For K. pneumoniae infections, neither amikacin alone ( Figure 8c ) nor the combination with J. candicans extract ( Figure 9c ) resulted in detectable lymphocyte apoptosis/necrosis or fibrosis/hyaline deposition (-), indicating a lack of observable splenic lesions with these treatments. This suggests that the bacterial strain or the specific conditions did not provoke splenic damage under these treatment regimens. In mice challenged with P. aeruginosa, treatment with amikacin alone ( Figure 8d ) resulted in severe lymphocyte apoptosis/necrosis (+++), highlighting a significant degree of splenic damage. However, the combination with J. candicans extract ( Figure 9d ) markedly reduced this severity to mild levels (+), demonstrating a substantial protective effect. For fibrosis and hyaline deposition, amikacin alone showed mild changes (+), whereas the combination treatment showed no signs of fibrosis or hyaline deposition (-), further indicating that the extract may help mitigate fibrotic processes in the spleen ( Table 4 ).

Overall, the inclusion of J. candicans extract with amikacin demonstrated a general trend of reduced lesion severity across several parameters, particularly in cases involving A. baumannii and E. coli, where notable reductions were observed in alveolar congestion, neutrophil infiltration, and cellular damage. This combination therapy appeared to enhance the therapeutic effects of amikacin, reducing the severity of pulmonary sepsis. However, its efficacy varied depending on the specific pathogen, as seen with K. pneumoniae and P. aeruginosa, where the combination showed limited or no additional benefit in terms of reducing lesion severity. In the spleen, the combination therapy consistently led to reduced severity of lymphocyte apoptosis/necrosis and prevented fibrosis or hyaline deposition in most bacterial challenges, especially with A. baumannii, E. coli, and P. aeruginosa. These findings highlight the potential of J. candicans extract to enhance the protective effects of amikacin, offering additional support in treating bacterial infections associated with significant alveolar, vascular, and splenic damage, although its effectiveness may depend on the specific pathogen involved.

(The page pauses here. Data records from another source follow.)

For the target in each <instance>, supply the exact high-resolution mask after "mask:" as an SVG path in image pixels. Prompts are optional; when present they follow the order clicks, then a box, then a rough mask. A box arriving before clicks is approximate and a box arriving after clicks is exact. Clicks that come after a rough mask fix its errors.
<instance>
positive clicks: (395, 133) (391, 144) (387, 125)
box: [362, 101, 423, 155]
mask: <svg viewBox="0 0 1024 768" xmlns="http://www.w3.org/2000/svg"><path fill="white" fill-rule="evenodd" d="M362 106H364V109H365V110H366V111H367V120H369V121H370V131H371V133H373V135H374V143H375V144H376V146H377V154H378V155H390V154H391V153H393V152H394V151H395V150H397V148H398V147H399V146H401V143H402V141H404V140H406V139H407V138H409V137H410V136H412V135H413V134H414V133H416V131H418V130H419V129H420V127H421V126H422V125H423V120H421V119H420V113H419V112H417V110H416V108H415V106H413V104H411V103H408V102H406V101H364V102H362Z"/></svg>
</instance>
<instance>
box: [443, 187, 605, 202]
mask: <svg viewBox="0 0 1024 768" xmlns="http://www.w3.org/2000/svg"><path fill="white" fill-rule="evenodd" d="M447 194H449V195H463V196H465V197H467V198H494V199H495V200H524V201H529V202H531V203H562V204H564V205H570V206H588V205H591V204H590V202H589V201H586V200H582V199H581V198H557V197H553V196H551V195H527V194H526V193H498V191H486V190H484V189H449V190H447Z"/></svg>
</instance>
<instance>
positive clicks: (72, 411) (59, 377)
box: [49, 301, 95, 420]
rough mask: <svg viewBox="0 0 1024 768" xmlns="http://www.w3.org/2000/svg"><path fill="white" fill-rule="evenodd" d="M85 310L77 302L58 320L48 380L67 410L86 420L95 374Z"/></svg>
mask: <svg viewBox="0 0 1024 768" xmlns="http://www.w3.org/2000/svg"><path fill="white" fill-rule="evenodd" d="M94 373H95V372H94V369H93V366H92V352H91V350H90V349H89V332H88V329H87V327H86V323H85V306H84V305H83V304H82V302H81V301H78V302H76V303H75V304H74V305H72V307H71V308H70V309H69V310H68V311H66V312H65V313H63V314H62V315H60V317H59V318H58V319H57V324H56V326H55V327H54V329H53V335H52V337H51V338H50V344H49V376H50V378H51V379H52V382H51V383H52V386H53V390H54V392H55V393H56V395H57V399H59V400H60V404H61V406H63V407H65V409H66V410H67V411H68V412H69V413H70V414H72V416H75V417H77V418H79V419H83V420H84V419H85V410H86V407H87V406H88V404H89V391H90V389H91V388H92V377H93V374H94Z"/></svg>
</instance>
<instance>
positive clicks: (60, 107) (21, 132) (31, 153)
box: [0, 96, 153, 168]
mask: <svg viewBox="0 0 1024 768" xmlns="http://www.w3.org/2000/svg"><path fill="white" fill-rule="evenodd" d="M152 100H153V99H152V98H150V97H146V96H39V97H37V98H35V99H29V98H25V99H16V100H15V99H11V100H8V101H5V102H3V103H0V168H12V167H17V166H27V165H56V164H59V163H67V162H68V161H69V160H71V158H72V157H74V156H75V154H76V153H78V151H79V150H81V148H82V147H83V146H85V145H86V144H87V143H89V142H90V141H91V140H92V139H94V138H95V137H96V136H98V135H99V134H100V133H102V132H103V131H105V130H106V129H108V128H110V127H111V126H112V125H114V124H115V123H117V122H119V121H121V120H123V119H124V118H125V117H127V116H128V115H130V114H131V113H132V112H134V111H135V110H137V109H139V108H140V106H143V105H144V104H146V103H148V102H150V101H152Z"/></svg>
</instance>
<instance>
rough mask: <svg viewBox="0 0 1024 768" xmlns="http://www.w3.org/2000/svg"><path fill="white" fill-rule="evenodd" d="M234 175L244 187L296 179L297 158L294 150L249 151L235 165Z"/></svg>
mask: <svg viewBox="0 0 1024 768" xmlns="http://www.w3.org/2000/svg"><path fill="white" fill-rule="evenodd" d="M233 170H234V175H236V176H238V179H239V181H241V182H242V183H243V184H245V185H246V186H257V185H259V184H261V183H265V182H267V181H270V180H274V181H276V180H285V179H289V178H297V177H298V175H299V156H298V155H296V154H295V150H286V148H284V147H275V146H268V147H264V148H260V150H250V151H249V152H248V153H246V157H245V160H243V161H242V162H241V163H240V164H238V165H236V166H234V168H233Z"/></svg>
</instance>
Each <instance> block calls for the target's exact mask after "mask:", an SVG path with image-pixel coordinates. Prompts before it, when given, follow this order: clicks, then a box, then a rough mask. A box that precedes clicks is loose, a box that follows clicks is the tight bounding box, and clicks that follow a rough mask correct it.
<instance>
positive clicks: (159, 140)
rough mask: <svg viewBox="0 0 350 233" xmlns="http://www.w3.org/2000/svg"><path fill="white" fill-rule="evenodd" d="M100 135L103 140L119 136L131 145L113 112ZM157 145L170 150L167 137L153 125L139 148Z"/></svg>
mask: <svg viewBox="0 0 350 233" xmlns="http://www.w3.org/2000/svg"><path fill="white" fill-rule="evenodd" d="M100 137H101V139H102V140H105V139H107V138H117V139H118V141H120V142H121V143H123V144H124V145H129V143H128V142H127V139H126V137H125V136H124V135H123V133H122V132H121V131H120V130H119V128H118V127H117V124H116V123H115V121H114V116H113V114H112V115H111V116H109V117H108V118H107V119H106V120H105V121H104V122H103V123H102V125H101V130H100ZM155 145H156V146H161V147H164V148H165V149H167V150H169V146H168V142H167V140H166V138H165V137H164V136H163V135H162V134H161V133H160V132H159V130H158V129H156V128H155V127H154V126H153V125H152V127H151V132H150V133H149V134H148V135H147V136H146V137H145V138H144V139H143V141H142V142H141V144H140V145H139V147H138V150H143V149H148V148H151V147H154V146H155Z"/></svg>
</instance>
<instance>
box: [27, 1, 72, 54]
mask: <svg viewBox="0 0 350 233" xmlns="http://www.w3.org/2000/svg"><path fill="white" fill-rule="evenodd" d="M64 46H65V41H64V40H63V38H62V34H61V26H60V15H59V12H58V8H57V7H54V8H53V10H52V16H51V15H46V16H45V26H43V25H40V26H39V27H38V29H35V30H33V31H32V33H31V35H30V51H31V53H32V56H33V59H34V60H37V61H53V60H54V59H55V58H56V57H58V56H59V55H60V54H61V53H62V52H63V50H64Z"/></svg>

This study presents a novel approach to tackling multidrug-resistant (MDR) bacterial infections by exploring the antimicrobial potential of desert-adapted medicinal plant extracts. The integration of microbiological, biochemical, and histopathological analyses provides a comprehensive evaluation of the therapeutic properties of these extracts. A key strength is the discovery that J. candicans extract enhances the efficacy of amikacin, converting resistant bacterial strains into sensitive ones, which holds significant clinical implications. Additionally, the extract exhibits anti-inflammatory (COX-1 and COX-2 inhibition) and antioxidant properties, making it a promising dual-action therapeutic agent. The study also directly addresses the growing crisis of antibiotic resistance in septic patients, an area of high clinical relevance, and demonstrates improved treatment outcomes in an in vivo model. The findings suggest that plant-based compounds could serve as adjunct therapies, supporting their potential in future drug development.

Despite its strengths, the study does not investigate the precise molecular mechanisms underlying the antimicrobial and anti-inflammatory effects of the extract, which could provide deeper insights into its mode of action. While the in vivo study in mice is a valuable step, larger preclinical and clinical trials are necessary to confirm safety and efficacy in humans. Another limitation is that the long-term impact on bacterial resistance evolution was not assessed, which is critical for determining the sustainability of plant-based adjunct therapies. Lastly, while histopathological analysis indicated reduced tissue damage, detailed toxicity studies are required to ensure the extract’s long-term safety for clinical applications.